Moving from rural Kerala to Delhi has been a profound adjustment. Language remains a challenge; Rose does not understand Hindi, and navigating daily life in the capital demands constant effort. Delhi is expensive, crowded, and environmentally harsh compared to the open air of her village. Yet she persists, adapting quietly, focusing on her studies, and finding her footing in an unfamiliar academic and social landscape.

Rose, as a person, comes across as calm, composed, and gently assured. Her faith is central to her worldview, not as an escape from difficulty, but as a way of approaching life without fear or resentment. She goes to church every day, grounding herself in routine and reflection.

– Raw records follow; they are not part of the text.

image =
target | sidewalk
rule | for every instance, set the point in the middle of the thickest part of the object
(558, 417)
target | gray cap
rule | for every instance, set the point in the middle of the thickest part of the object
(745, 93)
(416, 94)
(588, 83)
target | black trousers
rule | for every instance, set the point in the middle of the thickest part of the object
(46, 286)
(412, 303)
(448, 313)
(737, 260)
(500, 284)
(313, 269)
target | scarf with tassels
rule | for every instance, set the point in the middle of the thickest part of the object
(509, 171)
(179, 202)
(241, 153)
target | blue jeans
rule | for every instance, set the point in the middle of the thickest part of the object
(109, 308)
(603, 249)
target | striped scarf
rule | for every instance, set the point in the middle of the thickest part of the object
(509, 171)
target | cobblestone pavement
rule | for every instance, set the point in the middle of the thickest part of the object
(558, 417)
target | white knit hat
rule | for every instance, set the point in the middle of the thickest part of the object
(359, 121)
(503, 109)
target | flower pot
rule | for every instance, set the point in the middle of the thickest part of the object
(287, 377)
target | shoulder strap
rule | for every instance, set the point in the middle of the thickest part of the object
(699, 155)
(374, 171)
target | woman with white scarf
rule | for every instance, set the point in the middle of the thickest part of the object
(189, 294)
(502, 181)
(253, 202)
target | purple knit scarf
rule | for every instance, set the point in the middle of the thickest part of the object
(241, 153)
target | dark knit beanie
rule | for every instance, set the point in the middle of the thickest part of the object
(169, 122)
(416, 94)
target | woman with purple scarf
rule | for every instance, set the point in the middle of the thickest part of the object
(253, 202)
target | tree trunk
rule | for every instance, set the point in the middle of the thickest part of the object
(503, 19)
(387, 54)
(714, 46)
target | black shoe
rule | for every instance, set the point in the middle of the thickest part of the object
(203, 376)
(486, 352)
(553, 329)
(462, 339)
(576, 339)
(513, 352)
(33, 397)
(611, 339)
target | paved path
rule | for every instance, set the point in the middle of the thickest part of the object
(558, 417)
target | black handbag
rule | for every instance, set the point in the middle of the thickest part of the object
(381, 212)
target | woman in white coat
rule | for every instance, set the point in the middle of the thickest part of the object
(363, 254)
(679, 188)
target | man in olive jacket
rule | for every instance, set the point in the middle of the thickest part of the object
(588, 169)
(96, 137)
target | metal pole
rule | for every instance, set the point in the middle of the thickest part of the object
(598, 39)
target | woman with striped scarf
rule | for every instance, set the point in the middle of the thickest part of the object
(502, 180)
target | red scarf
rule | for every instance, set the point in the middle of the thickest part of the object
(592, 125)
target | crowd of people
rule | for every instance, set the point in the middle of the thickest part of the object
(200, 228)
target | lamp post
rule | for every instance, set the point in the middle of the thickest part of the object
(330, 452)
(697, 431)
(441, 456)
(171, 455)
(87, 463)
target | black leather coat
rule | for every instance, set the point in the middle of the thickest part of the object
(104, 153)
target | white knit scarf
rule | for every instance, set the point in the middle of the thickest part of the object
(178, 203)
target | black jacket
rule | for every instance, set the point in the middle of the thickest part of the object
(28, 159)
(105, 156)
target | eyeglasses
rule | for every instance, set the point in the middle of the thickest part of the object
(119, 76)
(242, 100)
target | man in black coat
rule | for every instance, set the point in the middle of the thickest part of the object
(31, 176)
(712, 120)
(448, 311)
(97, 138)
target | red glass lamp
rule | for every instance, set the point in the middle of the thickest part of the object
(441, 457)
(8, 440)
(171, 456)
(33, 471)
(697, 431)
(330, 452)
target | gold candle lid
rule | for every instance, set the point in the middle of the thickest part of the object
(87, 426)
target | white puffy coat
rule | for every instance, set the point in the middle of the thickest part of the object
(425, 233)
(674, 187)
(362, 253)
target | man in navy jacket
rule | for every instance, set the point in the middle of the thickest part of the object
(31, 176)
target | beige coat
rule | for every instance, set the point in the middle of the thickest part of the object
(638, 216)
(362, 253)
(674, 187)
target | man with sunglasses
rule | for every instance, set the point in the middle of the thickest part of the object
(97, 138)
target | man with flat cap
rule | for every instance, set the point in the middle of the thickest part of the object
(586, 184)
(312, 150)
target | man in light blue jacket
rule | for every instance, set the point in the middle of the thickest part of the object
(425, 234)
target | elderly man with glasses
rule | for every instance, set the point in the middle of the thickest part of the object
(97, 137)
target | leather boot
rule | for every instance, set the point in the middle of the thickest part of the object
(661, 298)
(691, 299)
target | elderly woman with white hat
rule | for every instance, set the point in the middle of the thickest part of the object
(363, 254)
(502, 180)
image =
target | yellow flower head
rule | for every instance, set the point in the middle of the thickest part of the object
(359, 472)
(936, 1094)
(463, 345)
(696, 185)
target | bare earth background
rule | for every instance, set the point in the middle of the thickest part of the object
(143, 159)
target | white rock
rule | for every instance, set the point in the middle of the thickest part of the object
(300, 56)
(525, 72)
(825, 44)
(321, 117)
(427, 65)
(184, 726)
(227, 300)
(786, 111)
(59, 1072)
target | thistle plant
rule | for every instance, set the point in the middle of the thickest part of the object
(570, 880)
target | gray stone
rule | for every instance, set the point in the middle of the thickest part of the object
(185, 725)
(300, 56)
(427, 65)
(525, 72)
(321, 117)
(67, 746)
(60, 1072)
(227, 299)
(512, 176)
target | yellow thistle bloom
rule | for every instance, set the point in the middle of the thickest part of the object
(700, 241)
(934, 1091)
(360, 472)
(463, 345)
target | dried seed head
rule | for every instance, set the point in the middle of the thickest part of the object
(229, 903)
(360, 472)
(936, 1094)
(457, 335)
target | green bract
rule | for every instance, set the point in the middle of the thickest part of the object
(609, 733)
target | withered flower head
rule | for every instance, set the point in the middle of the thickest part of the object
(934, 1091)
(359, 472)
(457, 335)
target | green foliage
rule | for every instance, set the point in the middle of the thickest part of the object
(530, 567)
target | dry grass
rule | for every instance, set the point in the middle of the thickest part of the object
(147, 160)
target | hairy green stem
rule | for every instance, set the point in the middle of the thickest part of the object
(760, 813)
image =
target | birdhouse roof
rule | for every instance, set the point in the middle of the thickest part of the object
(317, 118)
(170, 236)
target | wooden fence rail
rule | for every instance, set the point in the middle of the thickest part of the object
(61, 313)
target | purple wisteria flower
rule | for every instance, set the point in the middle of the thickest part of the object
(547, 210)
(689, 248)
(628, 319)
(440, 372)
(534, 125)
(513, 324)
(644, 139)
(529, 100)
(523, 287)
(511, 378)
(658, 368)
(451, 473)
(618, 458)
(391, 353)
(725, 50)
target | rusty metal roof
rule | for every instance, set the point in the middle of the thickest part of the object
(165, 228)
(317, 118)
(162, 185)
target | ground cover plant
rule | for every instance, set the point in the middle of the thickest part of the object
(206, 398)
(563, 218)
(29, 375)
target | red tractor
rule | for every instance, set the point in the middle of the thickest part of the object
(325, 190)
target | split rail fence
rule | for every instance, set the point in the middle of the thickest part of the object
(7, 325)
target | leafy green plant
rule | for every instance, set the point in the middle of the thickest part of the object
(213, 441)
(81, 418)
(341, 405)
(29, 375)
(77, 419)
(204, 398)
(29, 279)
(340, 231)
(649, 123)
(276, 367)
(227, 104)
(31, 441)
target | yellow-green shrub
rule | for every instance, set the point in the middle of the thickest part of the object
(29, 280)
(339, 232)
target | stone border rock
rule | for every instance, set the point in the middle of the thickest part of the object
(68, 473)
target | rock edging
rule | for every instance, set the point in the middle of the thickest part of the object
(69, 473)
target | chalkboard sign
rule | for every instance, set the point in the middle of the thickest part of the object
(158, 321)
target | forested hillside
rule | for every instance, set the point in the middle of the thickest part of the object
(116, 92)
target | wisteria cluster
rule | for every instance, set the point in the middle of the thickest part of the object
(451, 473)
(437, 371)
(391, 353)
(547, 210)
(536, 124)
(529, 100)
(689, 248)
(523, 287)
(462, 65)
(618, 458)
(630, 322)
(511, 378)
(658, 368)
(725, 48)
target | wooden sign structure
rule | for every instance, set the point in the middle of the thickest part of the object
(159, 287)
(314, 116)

Rose does not view her education as a means of departure from her roots. Instead, she sees it as a way of returning, intellectually and materially. She hopes to support her family financially, ensuring that her younger siblings can complete their education without interruption. Beyond her family, she wants to motivate students in her village to consider higher education as a viable and worthwhile pursuit.

By becoming educated, Rose hopes to challenge the quiet assumptions that limit aspiration in rural communities. Her journey is evidence that intellectual ambition and humility can coexist, that progress need not sever one’s connection to home.

As a recipient of the Shiksha Sankalp Lakshya Scholarship, Rose Maria represents the deeper purpose of educational support: enabling continuity, not charity; agency, not dependency. In supporting Rose, the scholarship invests not only in an individual student, but in a family, a village, and the belief that education, when pursued with intention, has the power to reshape lives across generations.